Semantic Embeddings: Fraud and Creativity

One of the most interesting parts of anti-fraud research is using applied math and machine learning techniques for analysis and novel feature engineering development. In this space we can use statistics to build on previously conducted research in social science areas such as behavioral psychology and linguistics. This helps us better understand how fraud practically manifests in the data. One recent analysis highlights how this can be used to leverage data and understand what differences exist between fraudsters and regular applicants in a government grant program.

Creative Divergence and Semantic Scoring

First let’s consider a famous IQ test question. The question, part of the Alternative Uses Test, which is attributed to JP Guilford in 1967, goes something like, “Write as many uses as you can think of for a brick” (Alternative Uses Test, 2024). The examinees then list as many uses for a brick as they can. Sure, there are the normal answers like, “help build a wall” or “use for a step”. But, some examinees also branch out into more creative uses. Things like “break a store window for a smash and grab robbery” or “a paperweight for your outdoor desk during a wind storm” end up on the list too. The IQ test works because it elicits creative responses and illustrates divergent thinking.

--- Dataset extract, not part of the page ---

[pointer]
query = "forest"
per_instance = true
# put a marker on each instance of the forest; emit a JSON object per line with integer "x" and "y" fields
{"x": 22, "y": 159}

Interestingly, we can score the creativity of word choice using math. We do this using a semantic embedding model with a cosine score. Cosine you might ask? Yes, that cosine; the one your high school math teacher told you was really important to know and you should pay attention to during their class. Semantic embeddings are used in Natural Language Processing (NLP) to represent words or phrases in numerical form. This creates a high-dimensional vector space that can be treated numerically. In this instance we are measuring the distance between a concept and a response (Dumas et al, 2021) as an angle between two vectors. This article does a good job of illustrating the concept using the question similar to the brick IQ test question but instead asks about the use for a hammer. Once we have our question and our responses we can use the cosine score to understand that more creative answers are more obtusely angled and more common answers are more acutely angled. This allows us to calculate the “originality” of an answer.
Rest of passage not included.